Staying Safe On National Bike To Work Day
It’s National Bike To Work Day. If you plan on still taking your car today, it’s good to be aware of this holiday since there may be an increase in cyclists on the road. If you plan on participating in the holiday, that’s great! Maybe it will warm you up to the idea of biking to work—and everywhere—more often, not only saving precious gas money but also burning calories early in the day and reducing your carbon footprint. That being said, many people only hop on their bicycles for this one day of the year, and are a little rusty when it comes to how to navigate the city safely on two wheels. If you live in an urban area, riding a bicycle comes with a particular set of hazards. Don’t just take your old, dusty bike out of storage five minutes before you leave for work, planning to hop on and ride off as if you do this every day if you do not do this every day. Here are tips for staying safe on National Bike To Work Day.
Inspect your bicycle
If you haven’t taken the old bike out of the shed in a while, be sure to inspect it before hopping on. Make sure the chain isn’t cracked in any spot and is turning properly. Make sure the brakes are working. Check the air pressure on each tire and look over the tires for any holes. It’s better to discover these issues in the safety of your driveway than through a mishap on the road.
Practice if it’s been a while
You know the old saying, “It’s like riding a bike?” the implication being that is something you never forget to do? Well, don’t fall for it or you may literally fall over (I did!) If you haven’t ridden in years, your legs may be wobbly. It’s best to take the bike for a spin in a safe, quiet area before heading out into the busy city streets.
Plan a calm route
Don’t automatically bike the same roads to work that you’d normally drive. These may be too hectic for a cyclist. Take a look at your city map and identify quieter streets with less traffic. Only traverse major boulevards when you have to.

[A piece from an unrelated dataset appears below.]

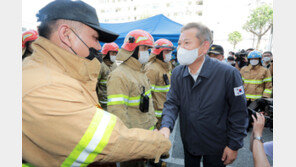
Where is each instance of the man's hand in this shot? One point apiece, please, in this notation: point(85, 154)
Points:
point(165, 131)
point(258, 124)
point(228, 156)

Be cautious of parked car doors
Stay at least three feet away from parked cars, with the understanding that, at any moment, someone inside those cars could open their door, sending you crashing into the door, and flying heels over head.
Do not weave in and out of traffic
Do not weave between cars in order to bypass traffic. This is a common way cyclists get into accidents. Drivers are not used to preparing for the reality that a bicyclist may come zipping by them at any time, when all of the other vehicles are at a stand still.
Respect lights and stop signs
Though the laws around cyclists and traffic signals are different in every city, and some say they simply don’t apply to cyclists, obey these signals anyways. It’s the best way for you to stay safe. Blowing a stop sign or red light, though possibly legal, does increase your chances of getting in an accident.
Never make an assumption
Never assume a driver has seen you. Never assume a driver will stop. Never assume a driver won’t be making a turn, just because his turn signal isn’t on. Assumptions can get you into some dangerous situations out there. Always err on the side of safety, communicate with other drivers as much as you can, and prepare for the possibility that others will be unpredictable.
Make eye contact with drivers
Make eye contact with drivers before doing any maneuver that you think could put you at risk. Whether you’re crossing in front of them, or taking the right of way at a stop sign, make sure some communication has occurred first.
Use hand signals
Brush up on your cycling hand signals, as these are some of the greatest ways to communicate your next move to drivers and other cyclists.
When others can’t see you, make noise
If you are approaching someone from behind, or you simply know that a driver, other cyclist, or pedestrian has not seen you, use your voice to alert them to your presence, or ring your bell. A simple “Passing on the left!” could prevent an accident.
Wear a helmet, elbow and kneepads
Though they may not be the most attractive things, and while they can be clunky to store once you arrive at your destination, proper headgear can make the difference between life and death in an accident. And elbow and kneepads can greatly reduce cuts and scratches.
Use reflectors at night
Depending on the time of year, the sun may set before you head home. Make sure your bicycle has reflectors. You, too, should wear reflective clothing. Add a headlight to your bike. Do everything you can to make your bicycle visible in the dark.
Generally make yourself visible
Even during the day, it’s important to make yourself visible. Remember that drivers aren’t used to looking for cyclists. Wear bright, reflective clothing so drivers can easily spot you.
Be cautious around right turn lanes
While there are laws surrounding when a driver may enter the bicycle lane in order to make a right turn, many drivers don’t obey those laws. If you are approaching a red light, be aware that drivers may suddenly pull into the bike lane early to make their right turn.